Australian shares opened 0.4% lower on Friday despite a record close in one of the three major United States stock indexes overnight, following a sharp sell-off in local mining stocks on Thursday.
Although Australian Securities Exchange (ASX) futures were pointing to a gain of 31 points or 0.4% in the ASX 200 index at the start of the last day of the trading week, the benchmark was trading 0.4% lower by 10:30 am AEST (12:30 am GMT)
In New York overnight, the Dow Jones Industrial Average surged 1.7% to a record closing high, while the S&P 500 gained 0.4% and the Nasdaq Composite added just 0.1% on Thursday (Friday AEST).
This was despite a plunge in Broadcom shares after the U.S. chipmaker missed revenue expectations, which dampened enthusiasm for artificial intelligence (AI) stocks.
"About the only blemish on the market at this point is Broadcom, and I think investors are buying the dip," said Murphy & Sylvest senior wealth adviser and market strategist Paul Nolte in a Reuters report.
"I don't think investors have given up on chips yet, but what they've yet to come to grips with, 'Is this real? Are these valuations legitimate?' I'm not sure yet that investors have really questioned that."
The ASX 200 has underperformed the three major U.S indexes over all periods in the last year, except on one day.
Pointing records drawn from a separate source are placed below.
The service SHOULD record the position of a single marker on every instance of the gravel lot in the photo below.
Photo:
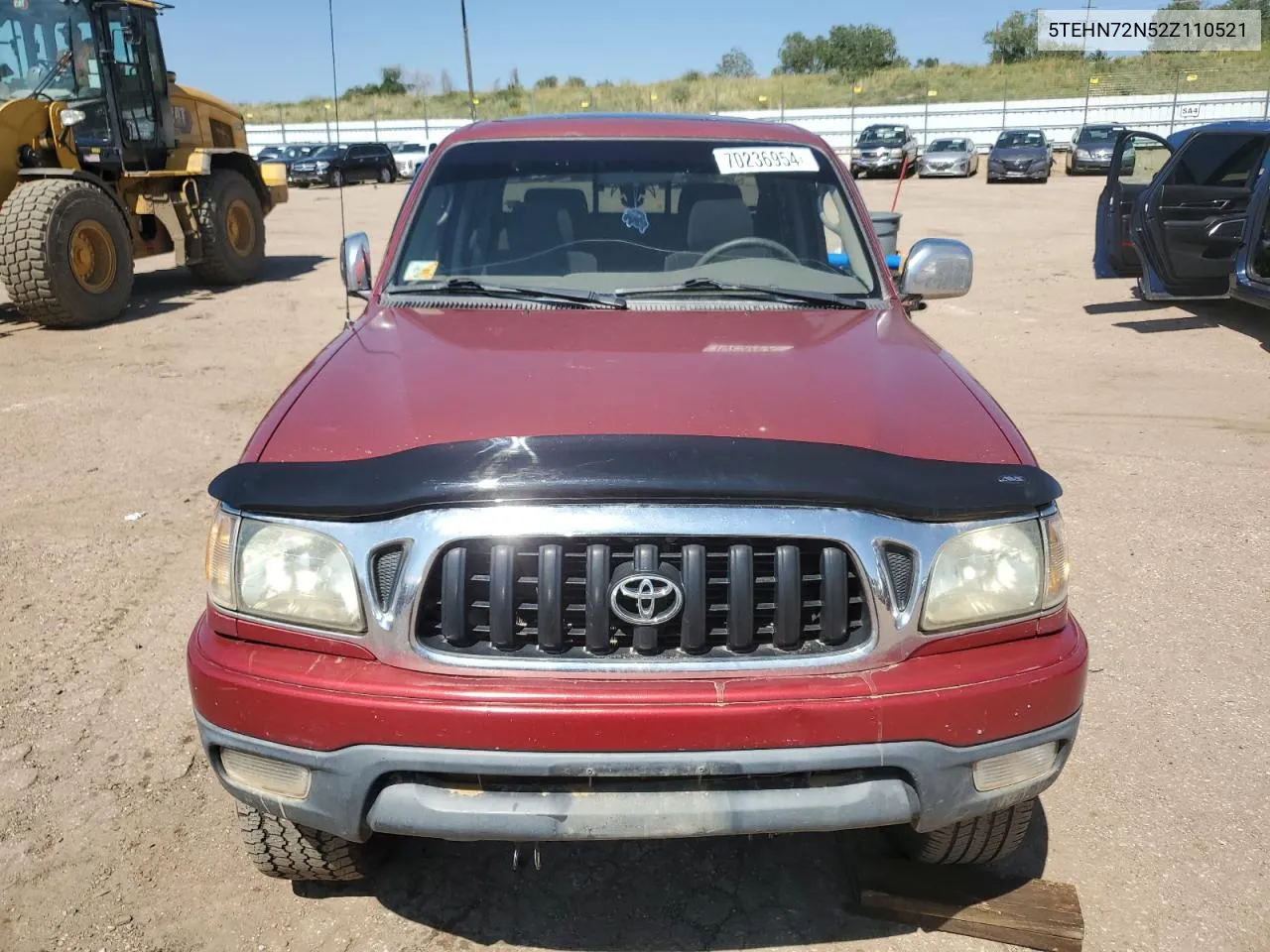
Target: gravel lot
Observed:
(114, 835)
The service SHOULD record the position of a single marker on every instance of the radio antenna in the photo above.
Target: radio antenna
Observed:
(334, 84)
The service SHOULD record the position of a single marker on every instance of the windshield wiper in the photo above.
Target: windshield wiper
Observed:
(694, 285)
(470, 286)
(58, 68)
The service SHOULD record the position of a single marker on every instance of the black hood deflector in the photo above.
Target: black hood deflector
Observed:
(635, 468)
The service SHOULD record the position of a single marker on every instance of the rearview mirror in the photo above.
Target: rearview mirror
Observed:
(938, 268)
(354, 264)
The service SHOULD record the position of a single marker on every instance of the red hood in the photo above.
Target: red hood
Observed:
(409, 379)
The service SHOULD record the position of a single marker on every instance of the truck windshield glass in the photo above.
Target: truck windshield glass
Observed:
(883, 134)
(601, 214)
(46, 46)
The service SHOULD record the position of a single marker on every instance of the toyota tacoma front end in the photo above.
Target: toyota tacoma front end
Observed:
(611, 546)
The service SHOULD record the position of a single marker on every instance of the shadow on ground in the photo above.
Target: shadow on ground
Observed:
(172, 290)
(1233, 315)
(648, 896)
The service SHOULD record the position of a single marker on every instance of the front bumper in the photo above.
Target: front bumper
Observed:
(952, 172)
(870, 164)
(513, 794)
(309, 178)
(1029, 175)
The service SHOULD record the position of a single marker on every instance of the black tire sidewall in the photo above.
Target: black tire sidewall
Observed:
(221, 264)
(76, 206)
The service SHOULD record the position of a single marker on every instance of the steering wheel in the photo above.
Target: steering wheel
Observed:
(740, 243)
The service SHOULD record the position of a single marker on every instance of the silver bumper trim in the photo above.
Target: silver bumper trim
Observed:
(379, 788)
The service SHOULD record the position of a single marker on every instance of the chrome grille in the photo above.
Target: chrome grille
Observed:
(553, 599)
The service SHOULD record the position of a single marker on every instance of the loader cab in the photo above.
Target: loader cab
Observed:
(102, 59)
(128, 125)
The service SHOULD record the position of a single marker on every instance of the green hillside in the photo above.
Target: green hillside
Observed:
(695, 93)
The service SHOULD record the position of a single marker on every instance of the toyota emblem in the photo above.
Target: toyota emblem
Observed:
(645, 598)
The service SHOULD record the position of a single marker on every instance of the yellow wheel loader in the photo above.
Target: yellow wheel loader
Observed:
(104, 160)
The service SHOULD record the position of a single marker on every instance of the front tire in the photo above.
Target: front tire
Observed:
(287, 851)
(980, 839)
(64, 253)
(231, 222)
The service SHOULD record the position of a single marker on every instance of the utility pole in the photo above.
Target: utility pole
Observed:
(467, 56)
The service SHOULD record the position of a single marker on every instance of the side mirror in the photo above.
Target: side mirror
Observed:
(354, 264)
(937, 268)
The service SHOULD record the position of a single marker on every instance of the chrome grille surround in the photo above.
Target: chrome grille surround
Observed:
(391, 629)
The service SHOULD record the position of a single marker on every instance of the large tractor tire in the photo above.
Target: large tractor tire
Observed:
(64, 253)
(232, 227)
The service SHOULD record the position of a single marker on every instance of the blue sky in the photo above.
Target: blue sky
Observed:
(261, 50)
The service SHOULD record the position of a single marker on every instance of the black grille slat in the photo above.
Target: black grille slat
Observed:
(453, 601)
(502, 597)
(598, 572)
(833, 597)
(693, 634)
(740, 598)
(549, 598)
(550, 633)
(786, 627)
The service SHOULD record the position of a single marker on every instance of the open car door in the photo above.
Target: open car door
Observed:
(1251, 281)
(1188, 223)
(1137, 159)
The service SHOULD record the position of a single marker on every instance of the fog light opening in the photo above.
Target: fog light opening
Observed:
(266, 774)
(1008, 770)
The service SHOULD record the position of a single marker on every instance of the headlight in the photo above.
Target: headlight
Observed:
(282, 572)
(987, 575)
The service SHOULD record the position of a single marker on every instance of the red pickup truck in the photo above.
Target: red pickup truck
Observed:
(621, 512)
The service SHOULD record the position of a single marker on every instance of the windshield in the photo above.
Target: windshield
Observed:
(1100, 134)
(1021, 139)
(601, 214)
(48, 45)
(881, 134)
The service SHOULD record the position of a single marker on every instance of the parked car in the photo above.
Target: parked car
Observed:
(1189, 220)
(884, 148)
(457, 625)
(1020, 154)
(949, 157)
(1091, 150)
(339, 166)
(296, 151)
(409, 157)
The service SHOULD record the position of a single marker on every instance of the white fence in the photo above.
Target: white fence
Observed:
(839, 126)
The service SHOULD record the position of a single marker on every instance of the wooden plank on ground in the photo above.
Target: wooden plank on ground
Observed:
(1029, 912)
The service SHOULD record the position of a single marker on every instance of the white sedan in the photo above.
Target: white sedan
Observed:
(411, 157)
Burrell Stockbroking wealth adviser Adam Dight said the ASX essentially had just one well-performing sector, the mining-focussed materials segment, “and the rest are just making up the numbers” with tax and interest rates rises taking the “wind out of their sails.”
“There’s no EPS (earnings per share) growth,” Dight said.
He said clients were now fully invested after deploying their cash ahead of the start of the new financial year on 1 July.
The Australian market fell on Thursday with the ASX 200 Index dropping 99.6 points, or 1.1%, to 8,686.1 points.
In fixed interest markets, two-year Australian Government bond yields fell by 0.11% to 4.614% while 10-year rates held steady at 4.91% at the time of writing.